Und je grober die Raster für die Einteilung der Erhaltungsgrade sind, desto mehr Infos gehen verloren. Ich plädiere ja nicht für eine trennscharfe, eindeutige Einteilung der Münzen in die oder die Kategorie. Das kann von vorneherein schon nicht funktionieren, weil die Merkmale für die Einteilung selbst auch nicht eindeutig sind.

Ich will einfach mehr Informationen, um mir ein besseres (Vorab)Bild machen zu können (gerade bei Lagerlisten ohne Bilder). Und das Merkmal "Stempelstadium" hat wesentlich mehr damit zu tun, ob mir eine Münze gefällt, als diese ganze "Kabinett / Pracht / Luxus" oder sonstwie Beweihräucherung der eigenen Ware.

Es bleiben Ansichtssendungen, zurückgeschickte Ware, Rückabwicklungen und Diskussionen mit dem Verkäufer. Jeder wird sich mit der Zeit seine eigene Black-List aufbauen.
 
Bei den Kollegen von der Philatelie gibt es ja ein eingespieltes System von Prüfern, die vom Verband für die Prüfung einzelner Sammelbereiche zugelassen sind. Und je nach dem, wo der Stempel des Prüfers auf der Rückseite angebracht wird (z.B. tiefst geprüft Schlegel) ist die Erhaltung einzuschätzen.

Wir haben in der Numismatik leider nichts Vergleichbares aufgebaut. In den USA existiert ein privates System mit Gradingfirmen, die sich ja mittlerweile auch auf den europäischen Raum ausbreiten.

Ich sehe das so: für den Erwerb eine gute Sache; aufbewahren würde ich sie allerdings nicht in den Slabs.
 
Ja, aber das ist halt ein Armutszeugnis für die Händlerschaft.

Münzhändler erscheinen z.T. als erstaunlich einfach gestrickte Leute, die sich anscheinend keinerlei Gedanken darüber machen,
wie sie neue Absatzmärkte erschliessen oder transparente Verkaufsstrategien zugunsten der Kundenfreundlichkeit gewährleisten könnten.
Kann auch durchaus sein, dass es in der Summe als weniger lukrativ betrachtet wird (Massenware bleibt dann eher liegen, wenn man sich
zu hoher Transparenz verpflichtet, und der meiste Umsatz wird wohl über Massenware gemacht)

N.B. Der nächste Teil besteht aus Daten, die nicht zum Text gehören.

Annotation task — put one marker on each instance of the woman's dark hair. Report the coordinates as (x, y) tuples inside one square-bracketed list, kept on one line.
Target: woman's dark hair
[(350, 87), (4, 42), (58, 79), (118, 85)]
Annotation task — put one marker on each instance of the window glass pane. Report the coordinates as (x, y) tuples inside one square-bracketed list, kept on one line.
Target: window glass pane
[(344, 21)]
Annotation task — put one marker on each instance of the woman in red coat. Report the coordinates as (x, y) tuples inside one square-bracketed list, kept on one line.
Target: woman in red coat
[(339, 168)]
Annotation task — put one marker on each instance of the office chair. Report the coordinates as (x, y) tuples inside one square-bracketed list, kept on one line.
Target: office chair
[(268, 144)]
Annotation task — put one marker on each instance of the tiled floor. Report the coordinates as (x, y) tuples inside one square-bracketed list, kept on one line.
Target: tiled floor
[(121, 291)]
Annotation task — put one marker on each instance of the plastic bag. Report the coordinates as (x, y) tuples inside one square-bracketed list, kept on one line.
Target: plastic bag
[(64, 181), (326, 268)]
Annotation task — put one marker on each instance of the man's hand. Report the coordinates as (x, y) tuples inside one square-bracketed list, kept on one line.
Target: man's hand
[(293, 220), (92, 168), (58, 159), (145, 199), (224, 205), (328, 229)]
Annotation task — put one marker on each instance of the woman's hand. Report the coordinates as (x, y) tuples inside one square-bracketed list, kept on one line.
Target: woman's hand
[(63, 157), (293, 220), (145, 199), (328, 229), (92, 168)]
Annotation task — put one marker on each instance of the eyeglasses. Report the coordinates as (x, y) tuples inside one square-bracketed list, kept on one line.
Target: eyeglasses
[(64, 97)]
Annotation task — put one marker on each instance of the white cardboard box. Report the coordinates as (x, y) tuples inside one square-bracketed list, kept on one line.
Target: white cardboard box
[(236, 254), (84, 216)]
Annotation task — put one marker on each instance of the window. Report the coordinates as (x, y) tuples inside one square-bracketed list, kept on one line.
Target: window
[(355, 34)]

Ausnahmen gibt es da natürlich auch, siehe z.B. Herr Honscha mit Marketingmethoden wie dieses Forum hier und den guten Fotos in seinem Shop.
Oder der genannte Herr Franquinet, mit seinem erweiterten System (Punktesystem in der Artikelnummer).

Gruss,
jeggy
 
Sinn macht eine solche Einstufung ja erst, wenn die Kosten für eine solche Einstufung den Wert der Münze rechtfretigen.

Damit grenzt sich die Anwendung schon einmal sehr ein auf seltenere, ältere Stücke.

Und selbst dann bleiben nicht genannte Merkmale über, die mich als Sammler stören können. Ich habe z.B. bei Herrn Franquinet mal ein recht teures Stück bestellt und persönlich abgeholt. Münzbild, Erhaltungsgrad - alles wie beschrieben. Aber Grünspan auf der Münze, unter der Lupe für mich subjektiv absolut störend. Auf eine Reinigung wurde natürlich verzichtet - aber ich wollte diese Münze so nicht. Das gleiche gilt für Patina - von manchem geliebt und als unverzichtbar oder gar Echtheitsmerkmal benannt ab Alter X, von mir nicht sehr geschätzt, zumindest nicht in jeder vorkommenden Form. Mich stört aber auch eine Oberflächenänderung durch Reinigung - auch das sollte dann vermerkt sein.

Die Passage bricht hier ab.